Calorimetric study of non-isothermal crystallization kinetics of Zr 60Cu 20Al 10Ni 10 bulk metallic glass

Abstract

The non-isothermal differential scanning calorimetric techniques were used to evaluate the thermal stability and crystallization kinetics of Zr 60Cu 20Al 10Ni 10 bulk metallic glass. Various models were used to analyze the non-isothermal DSC at the heating rates ( ϕ) ranging from 1 to 80 K/min. The Kissinger equation, Ozawa equation, Augis-Bennett equation, Lasocka equation, and Vogel–Fulcher–Tammann non-linear equation were employed to describe the relationship between the crystallization peak temperatures and the heating rates.
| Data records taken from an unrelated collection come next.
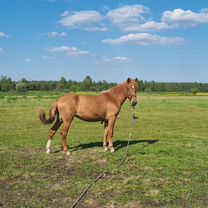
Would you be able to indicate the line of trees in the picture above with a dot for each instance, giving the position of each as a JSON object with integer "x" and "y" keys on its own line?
{"x": 7, "y": 84}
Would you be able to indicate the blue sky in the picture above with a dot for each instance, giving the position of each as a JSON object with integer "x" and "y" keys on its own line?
{"x": 108, "y": 40}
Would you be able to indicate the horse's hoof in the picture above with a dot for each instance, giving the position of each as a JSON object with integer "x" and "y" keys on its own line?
{"x": 105, "y": 148}
{"x": 48, "y": 151}
{"x": 68, "y": 153}
{"x": 112, "y": 149}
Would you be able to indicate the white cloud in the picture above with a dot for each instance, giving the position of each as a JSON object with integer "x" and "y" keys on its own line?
{"x": 133, "y": 18}
{"x": 78, "y": 19}
{"x": 115, "y": 59}
{"x": 3, "y": 35}
{"x": 99, "y": 29}
{"x": 145, "y": 39}
{"x": 69, "y": 51}
{"x": 28, "y": 60}
{"x": 148, "y": 26}
{"x": 56, "y": 34}
{"x": 1, "y": 50}
{"x": 128, "y": 14}
{"x": 48, "y": 57}
{"x": 185, "y": 17}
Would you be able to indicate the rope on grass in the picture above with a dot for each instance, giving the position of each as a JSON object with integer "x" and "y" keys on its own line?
{"x": 115, "y": 167}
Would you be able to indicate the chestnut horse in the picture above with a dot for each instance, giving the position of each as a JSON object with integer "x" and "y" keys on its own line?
{"x": 104, "y": 107}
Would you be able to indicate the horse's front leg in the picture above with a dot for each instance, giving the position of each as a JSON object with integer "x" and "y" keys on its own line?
{"x": 67, "y": 123}
{"x": 52, "y": 133}
{"x": 111, "y": 124}
{"x": 105, "y": 141}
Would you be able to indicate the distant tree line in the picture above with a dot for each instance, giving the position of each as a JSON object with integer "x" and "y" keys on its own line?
{"x": 7, "y": 84}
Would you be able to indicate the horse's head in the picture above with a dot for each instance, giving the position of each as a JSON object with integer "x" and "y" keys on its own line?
{"x": 131, "y": 89}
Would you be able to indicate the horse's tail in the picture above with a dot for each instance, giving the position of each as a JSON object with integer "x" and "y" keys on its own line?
{"x": 52, "y": 115}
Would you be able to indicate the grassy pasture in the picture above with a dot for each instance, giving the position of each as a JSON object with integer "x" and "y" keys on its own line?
{"x": 167, "y": 164}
The overall crystallization activation energies of the metallic glass were estimated using the Kissinger, Ozawa and Augis–Bennett methods, respectively. The local activation energies at various volume fraction of crystalline phases were obtained by general Ozawa's isoconversional method. The crystallization kinetics was specified by a function reflecting crystallization mechanism. It has been found that a critical heating rate exists at around 20 K/min, beyond which the shapes of the DSC curves and the various relationships are varied. The crystallization process of the metallic glass can be divided into two groups, i.e. a slow heating rates region with ϕ = 1–20 K/min, and a rapid heating rates region with ϕ = 30–80 K/min. The overall crystallization activation energy for the slow heating rates regions is much larger than that for the rapid heating rates region. The crystallization activation energy derived from the Kissinger's peak temperatures is 326.4 ± 11.3 kJ/mol for the slow heating rates region, and 202.2 ± 26.6 kJ/mol for rapid heating rates region, respectively. The crystallization mechanisms were discussed with Johnson–Mehl–Avrami (JMA) and normal grain growth (NGG) mode. The crystallization mechanisms are different for the two heating rates regions. A transition point was found at the NGG-controlled crystallization stage for the higher heating rates, while it was absent for the slower heating rates.